Wednesday, September 2, 2009

Dumplings


I started today with a runny nose and cough. This isn't unusual for me in the mornings, but it was more severe than usual. I was having trouble lying down (when I did, I started coughing like crazy), so I sat up in bed to read.

For the record, this was around 6:15. Around 6:45, there was a "pop" and the bedside lamp went out. Replacing bulbs didn't improve anything, so I guess I need a new lamp. I can't complain - I've probably had this one for 12 years or so - but that meant I got out of bed before 7, which hadn't really been part of my plan for the day.

I had breakfast, then updated my resume for my meeting tomorrow. After that, I headed to the gym. When I got back, I had lunch, then spent a lazy afternoon reading a book. (Devil Bones by Kathy Reichs, if anyone is curious.)

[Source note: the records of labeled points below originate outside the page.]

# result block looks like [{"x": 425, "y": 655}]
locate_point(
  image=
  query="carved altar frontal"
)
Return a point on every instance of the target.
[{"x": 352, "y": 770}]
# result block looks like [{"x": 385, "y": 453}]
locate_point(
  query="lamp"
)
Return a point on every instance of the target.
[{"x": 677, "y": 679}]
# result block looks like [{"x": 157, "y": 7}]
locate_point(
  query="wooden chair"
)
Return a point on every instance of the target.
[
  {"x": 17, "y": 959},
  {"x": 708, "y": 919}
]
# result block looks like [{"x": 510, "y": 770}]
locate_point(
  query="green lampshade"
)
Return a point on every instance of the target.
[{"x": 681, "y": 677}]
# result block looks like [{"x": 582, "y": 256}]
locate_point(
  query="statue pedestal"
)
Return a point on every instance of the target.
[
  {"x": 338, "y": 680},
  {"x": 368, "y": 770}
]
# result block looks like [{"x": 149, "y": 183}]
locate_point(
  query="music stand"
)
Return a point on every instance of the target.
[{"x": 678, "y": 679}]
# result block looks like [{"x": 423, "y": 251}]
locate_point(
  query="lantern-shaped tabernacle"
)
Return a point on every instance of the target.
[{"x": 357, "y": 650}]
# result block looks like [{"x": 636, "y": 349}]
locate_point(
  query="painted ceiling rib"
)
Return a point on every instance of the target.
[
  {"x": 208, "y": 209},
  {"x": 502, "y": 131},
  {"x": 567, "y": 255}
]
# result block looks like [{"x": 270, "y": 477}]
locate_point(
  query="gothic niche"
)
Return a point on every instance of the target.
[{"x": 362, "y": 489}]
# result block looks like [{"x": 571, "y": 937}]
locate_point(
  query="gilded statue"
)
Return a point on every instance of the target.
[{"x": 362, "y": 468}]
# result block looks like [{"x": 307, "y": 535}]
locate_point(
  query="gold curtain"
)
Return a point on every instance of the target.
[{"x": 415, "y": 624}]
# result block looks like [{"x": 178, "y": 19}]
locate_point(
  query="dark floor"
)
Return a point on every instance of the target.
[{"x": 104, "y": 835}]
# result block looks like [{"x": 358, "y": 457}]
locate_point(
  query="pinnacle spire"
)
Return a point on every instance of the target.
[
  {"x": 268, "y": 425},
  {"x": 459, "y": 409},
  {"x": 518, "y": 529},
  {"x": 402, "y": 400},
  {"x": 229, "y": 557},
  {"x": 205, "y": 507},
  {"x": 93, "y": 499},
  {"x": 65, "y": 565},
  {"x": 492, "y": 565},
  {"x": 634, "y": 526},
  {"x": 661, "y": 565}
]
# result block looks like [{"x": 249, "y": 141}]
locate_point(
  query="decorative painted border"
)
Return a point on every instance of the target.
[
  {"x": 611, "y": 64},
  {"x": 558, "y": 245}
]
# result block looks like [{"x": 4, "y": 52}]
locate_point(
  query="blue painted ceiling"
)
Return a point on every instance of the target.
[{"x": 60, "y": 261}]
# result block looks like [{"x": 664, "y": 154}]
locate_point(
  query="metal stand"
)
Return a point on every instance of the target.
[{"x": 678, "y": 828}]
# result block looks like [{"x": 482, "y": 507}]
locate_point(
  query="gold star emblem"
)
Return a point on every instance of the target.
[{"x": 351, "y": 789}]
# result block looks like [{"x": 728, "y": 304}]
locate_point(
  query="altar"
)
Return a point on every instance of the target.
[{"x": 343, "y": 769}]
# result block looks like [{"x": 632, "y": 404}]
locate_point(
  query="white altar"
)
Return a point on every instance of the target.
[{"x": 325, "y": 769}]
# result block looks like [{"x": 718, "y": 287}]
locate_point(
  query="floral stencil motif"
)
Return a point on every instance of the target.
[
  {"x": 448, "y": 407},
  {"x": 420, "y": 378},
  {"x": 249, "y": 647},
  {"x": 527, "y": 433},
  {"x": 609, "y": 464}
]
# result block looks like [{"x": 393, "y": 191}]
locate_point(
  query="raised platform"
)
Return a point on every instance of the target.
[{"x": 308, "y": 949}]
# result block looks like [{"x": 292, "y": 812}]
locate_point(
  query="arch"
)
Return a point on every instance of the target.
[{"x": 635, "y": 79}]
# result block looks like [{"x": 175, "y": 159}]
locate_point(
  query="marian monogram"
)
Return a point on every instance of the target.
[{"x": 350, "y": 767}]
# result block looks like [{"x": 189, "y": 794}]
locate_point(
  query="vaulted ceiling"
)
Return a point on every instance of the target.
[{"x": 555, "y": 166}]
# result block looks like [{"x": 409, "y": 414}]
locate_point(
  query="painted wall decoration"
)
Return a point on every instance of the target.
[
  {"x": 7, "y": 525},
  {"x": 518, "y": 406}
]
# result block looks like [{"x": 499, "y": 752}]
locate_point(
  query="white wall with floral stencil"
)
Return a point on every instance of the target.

Eventually, I decided it was time to work on the to-do list, so I washed the windows. (Well, technically I skipped the outside of one window - it's behind bushes and it's hard to get a ladder in there.

After that, it was time for something I had been procrastinating on - I started making Plum Knaddle (i.e. plum dumplings). This was a traditional food in my mom's family. The origins of the food are hazy (as are the origins of my mom's ancestors - they come from "the old country"). However, years ago I brought this to work and one of my co-workers who was raised in Eastern Europe recognized it.

Ingredients:
6 potatoes
1 egg
flour
1/4 pound butter
pinch of salt
plums (12 - 20)
sugar
butter

Peel the potatoes, then boil. When they are soft, mash them and measure how much you have. Add an equal amount of flour, the egg, and the salt. Knead well. Roll out dough on a floured board to a thickness of 1/4 inch. Cut into 4 inch squares and place a plum in the centre of each. Bring the corners together and press until you have a watertight dumpling.

To cook:
Drop a few at a time into boiling, salted water and cook 15 minutes. Make sure they don't sink to the bottom.

Drain the dumplings as they are done.